Hello
@Glitzy and welcome to Talking Point
That must be very upsetting foe you ((((hugs)))))
Im going to go for a scatter-gun response as I dont know the whole situation, so please ignore stuff that doesnt apply.
What is she like when you are not there? So many people have found their PWD (Person with dementia) to say how much they hate their care home, but discover that they are perfectly happy when they are not there! It is often the case that seeing their relatives will will trigger off the "want to go home" loop. If the carers are saying that she is OK at other times see if you can observe her before she sees you, to reasure yourself that she is OK.

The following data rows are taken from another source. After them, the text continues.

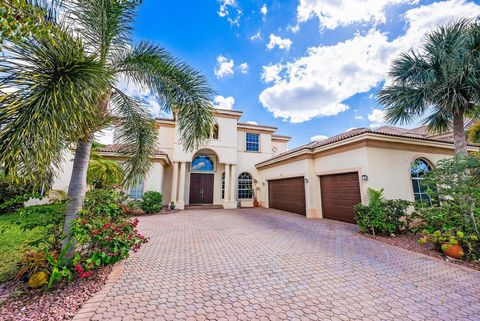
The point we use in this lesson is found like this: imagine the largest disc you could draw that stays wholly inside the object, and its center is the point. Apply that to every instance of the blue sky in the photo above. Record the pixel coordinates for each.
(309, 67)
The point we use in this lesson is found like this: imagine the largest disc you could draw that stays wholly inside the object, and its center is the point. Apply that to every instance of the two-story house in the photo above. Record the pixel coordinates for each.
(222, 172)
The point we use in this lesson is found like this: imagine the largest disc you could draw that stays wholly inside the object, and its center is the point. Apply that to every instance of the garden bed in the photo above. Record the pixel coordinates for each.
(19, 303)
(410, 242)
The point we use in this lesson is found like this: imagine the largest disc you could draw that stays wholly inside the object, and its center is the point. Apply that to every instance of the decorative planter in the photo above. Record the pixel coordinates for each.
(455, 251)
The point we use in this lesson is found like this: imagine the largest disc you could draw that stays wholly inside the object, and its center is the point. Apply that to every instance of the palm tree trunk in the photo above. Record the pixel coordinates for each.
(76, 189)
(459, 135)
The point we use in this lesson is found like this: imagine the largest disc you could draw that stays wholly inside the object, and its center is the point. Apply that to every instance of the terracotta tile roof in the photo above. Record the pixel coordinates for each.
(386, 131)
(117, 148)
(351, 133)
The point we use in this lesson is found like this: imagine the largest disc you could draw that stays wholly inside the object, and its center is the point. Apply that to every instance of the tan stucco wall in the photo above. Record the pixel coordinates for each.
(385, 168)
(390, 169)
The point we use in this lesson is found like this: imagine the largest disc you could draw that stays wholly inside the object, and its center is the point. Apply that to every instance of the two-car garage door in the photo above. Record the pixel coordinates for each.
(340, 193)
(287, 194)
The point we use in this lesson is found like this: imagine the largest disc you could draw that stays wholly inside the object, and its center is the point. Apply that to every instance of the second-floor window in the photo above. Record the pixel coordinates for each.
(214, 134)
(252, 142)
(136, 190)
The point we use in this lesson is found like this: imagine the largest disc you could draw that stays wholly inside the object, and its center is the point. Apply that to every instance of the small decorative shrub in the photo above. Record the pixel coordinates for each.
(13, 194)
(152, 202)
(103, 235)
(132, 208)
(455, 208)
(382, 217)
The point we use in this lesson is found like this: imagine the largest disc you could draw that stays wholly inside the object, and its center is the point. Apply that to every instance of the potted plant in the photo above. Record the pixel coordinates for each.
(448, 241)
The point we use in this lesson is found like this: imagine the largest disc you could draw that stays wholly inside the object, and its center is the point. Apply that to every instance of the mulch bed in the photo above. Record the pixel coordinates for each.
(19, 303)
(410, 242)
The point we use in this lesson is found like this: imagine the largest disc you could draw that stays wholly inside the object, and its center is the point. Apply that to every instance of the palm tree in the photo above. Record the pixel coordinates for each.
(442, 78)
(66, 91)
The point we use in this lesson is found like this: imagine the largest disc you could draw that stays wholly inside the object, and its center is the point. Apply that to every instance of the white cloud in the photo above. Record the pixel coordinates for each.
(276, 41)
(264, 9)
(243, 68)
(256, 36)
(376, 118)
(318, 83)
(333, 14)
(143, 94)
(272, 73)
(294, 29)
(223, 102)
(230, 10)
(105, 136)
(224, 67)
(318, 138)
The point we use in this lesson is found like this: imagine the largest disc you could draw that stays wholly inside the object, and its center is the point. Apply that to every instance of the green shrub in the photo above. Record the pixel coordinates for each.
(382, 217)
(455, 204)
(103, 234)
(152, 202)
(30, 229)
(13, 194)
(103, 202)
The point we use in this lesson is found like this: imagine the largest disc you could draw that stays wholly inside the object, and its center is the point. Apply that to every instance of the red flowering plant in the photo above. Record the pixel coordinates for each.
(104, 241)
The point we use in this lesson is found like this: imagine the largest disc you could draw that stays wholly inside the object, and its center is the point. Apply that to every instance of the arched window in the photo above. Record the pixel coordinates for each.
(202, 163)
(136, 189)
(223, 185)
(245, 186)
(215, 132)
(420, 168)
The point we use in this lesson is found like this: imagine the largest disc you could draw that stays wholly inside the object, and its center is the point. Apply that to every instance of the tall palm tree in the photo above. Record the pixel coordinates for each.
(66, 91)
(442, 78)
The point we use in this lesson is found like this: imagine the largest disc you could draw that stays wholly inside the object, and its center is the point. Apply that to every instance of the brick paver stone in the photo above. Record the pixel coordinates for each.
(261, 264)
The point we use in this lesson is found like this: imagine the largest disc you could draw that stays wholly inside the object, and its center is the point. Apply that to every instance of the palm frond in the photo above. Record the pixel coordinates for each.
(403, 104)
(138, 135)
(41, 111)
(438, 122)
(105, 25)
(183, 89)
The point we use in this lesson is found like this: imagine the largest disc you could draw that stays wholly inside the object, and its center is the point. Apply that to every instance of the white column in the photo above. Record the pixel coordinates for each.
(233, 180)
(226, 195)
(173, 196)
(181, 186)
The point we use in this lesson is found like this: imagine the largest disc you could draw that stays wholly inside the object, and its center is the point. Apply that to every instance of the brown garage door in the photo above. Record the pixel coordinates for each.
(287, 194)
(340, 192)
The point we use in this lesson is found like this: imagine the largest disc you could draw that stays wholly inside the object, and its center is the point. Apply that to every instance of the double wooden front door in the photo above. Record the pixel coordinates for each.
(201, 188)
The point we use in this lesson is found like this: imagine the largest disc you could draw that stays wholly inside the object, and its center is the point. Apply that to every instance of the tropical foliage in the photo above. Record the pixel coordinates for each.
(13, 194)
(380, 216)
(104, 173)
(442, 79)
(19, 20)
(152, 202)
(104, 236)
(67, 89)
(455, 208)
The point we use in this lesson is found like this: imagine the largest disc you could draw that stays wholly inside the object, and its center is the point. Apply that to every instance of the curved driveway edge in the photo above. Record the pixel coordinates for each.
(262, 264)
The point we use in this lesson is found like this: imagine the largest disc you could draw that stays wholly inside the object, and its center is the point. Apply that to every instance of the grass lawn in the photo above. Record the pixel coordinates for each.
(18, 229)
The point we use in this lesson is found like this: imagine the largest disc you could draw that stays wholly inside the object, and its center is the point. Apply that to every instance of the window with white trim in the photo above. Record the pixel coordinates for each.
(252, 141)
(245, 190)
(419, 169)
(223, 185)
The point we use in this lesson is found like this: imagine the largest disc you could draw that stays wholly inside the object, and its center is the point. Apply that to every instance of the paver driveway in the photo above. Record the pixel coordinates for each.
(253, 264)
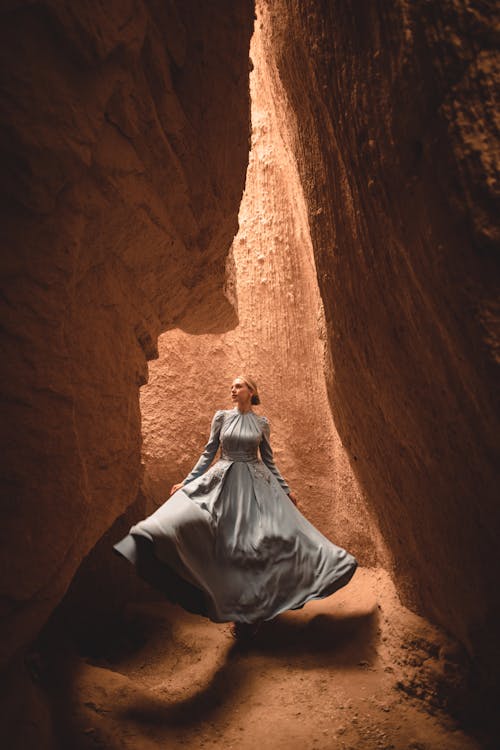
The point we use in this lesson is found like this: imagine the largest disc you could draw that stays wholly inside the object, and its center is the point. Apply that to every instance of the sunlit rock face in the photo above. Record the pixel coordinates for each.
(125, 132)
(279, 341)
(394, 143)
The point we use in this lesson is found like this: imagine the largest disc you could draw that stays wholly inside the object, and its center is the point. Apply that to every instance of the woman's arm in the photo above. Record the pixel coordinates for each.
(266, 453)
(209, 451)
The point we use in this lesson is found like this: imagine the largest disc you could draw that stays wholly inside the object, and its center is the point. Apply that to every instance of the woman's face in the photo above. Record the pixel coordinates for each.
(241, 394)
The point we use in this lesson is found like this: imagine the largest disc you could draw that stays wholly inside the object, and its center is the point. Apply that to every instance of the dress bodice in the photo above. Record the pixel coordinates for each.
(240, 435)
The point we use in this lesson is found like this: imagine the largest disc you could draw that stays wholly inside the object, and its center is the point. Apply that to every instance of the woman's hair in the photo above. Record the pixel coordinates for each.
(253, 387)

How often are you visiting? If you are going every day then although she may not remember you visiting, she could well be remembering the
emotions and continue to feel upset next time she sees you. It becomes a negative feedback system. Could you cut back the visiting - maybe go away for a weeks holiday, which might cut the loop (and would also make you feel better)?
When you visit, dont spend the whole time trying to comfort her, and definitely dont try to reason with her. Logic and reasoning disappear with dementia and constantly trying to comfort her will, perversely, simply reinforce the whole problem in her mind.

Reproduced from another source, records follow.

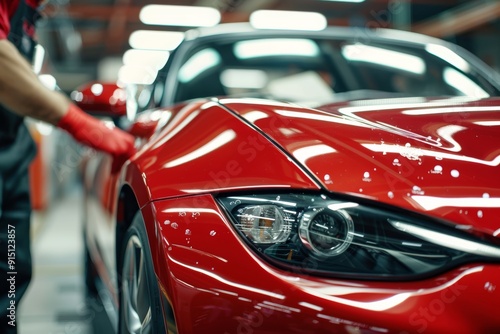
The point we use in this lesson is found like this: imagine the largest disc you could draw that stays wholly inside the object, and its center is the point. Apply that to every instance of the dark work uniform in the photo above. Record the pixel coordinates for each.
(17, 149)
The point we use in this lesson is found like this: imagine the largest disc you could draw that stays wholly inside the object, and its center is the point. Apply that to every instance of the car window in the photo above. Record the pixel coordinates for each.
(319, 70)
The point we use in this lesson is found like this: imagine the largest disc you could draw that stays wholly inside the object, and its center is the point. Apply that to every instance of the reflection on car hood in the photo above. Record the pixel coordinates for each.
(438, 156)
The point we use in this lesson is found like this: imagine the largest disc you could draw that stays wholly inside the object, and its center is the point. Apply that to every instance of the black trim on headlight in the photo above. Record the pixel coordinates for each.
(349, 238)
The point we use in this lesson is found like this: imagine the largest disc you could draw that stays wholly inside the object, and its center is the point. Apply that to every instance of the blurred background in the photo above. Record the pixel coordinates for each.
(87, 40)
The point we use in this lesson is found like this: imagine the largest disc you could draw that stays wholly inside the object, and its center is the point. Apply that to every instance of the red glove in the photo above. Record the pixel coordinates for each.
(94, 133)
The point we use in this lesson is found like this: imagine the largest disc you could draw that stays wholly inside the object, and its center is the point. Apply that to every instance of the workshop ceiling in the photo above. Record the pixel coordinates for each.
(79, 33)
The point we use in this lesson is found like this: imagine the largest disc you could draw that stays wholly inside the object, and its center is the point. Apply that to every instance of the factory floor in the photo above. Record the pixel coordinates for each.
(56, 302)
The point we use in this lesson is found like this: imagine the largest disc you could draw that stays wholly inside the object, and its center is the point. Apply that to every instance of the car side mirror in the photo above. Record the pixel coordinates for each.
(101, 99)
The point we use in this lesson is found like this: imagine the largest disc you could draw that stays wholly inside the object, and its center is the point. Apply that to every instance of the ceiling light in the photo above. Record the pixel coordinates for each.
(155, 40)
(154, 58)
(190, 16)
(290, 20)
(275, 47)
(355, 1)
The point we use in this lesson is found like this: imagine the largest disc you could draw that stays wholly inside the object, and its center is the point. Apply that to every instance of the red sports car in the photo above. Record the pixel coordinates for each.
(341, 181)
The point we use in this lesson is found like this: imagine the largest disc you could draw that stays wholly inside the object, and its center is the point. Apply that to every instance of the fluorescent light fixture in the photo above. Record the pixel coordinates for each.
(186, 16)
(462, 83)
(241, 78)
(289, 20)
(448, 56)
(353, 1)
(384, 57)
(153, 58)
(138, 75)
(155, 40)
(447, 240)
(198, 63)
(275, 47)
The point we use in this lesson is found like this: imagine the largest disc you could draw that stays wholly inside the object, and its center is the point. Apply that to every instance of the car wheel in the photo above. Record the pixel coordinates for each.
(140, 310)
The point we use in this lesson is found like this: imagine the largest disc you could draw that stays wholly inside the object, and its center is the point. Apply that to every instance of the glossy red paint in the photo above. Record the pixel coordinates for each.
(439, 157)
(210, 275)
(216, 284)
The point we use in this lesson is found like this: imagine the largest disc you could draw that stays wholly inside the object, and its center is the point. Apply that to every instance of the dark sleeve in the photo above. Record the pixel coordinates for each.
(4, 19)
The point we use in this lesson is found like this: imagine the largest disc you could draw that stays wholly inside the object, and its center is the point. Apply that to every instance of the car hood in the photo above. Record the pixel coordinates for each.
(440, 157)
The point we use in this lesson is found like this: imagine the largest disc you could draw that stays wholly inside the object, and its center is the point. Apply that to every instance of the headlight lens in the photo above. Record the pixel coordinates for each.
(322, 235)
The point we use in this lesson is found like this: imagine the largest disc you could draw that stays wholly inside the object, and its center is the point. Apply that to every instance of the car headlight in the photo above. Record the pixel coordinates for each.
(326, 236)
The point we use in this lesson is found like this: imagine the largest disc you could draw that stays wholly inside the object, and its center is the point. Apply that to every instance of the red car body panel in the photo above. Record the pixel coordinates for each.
(207, 273)
(197, 268)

Never cry in front of her. Go in with a bright breezy isnt-this-all-very-nice attitude and a little treat for her - she may reject it
at the time, but will probably accept it after you have gone! When you realise that she is getting upset dont comfort her, distract her. Get her a cup of tea and a biscuit. take her for a walk around the garden, bring some photos with you that she might like to see, or disappear off to the loo (I went to the loo a lot when mum first went into her care home). Dont stay for long anyway and if, despite all your efforts, your mum gets upset, get a carer to find "something important" for your mum to do and just go.
It could be just a phase. The nastiness often appears at mid-stage dementia. With mum this happened
before she went into her care home; she accused me of all sorts and told me I was an evil daughter who cared nothing for her. This continued for a while once she went into her care home, but then the paranoia went away and she became settled and happy.
Im sure you will find that it will eventually pass.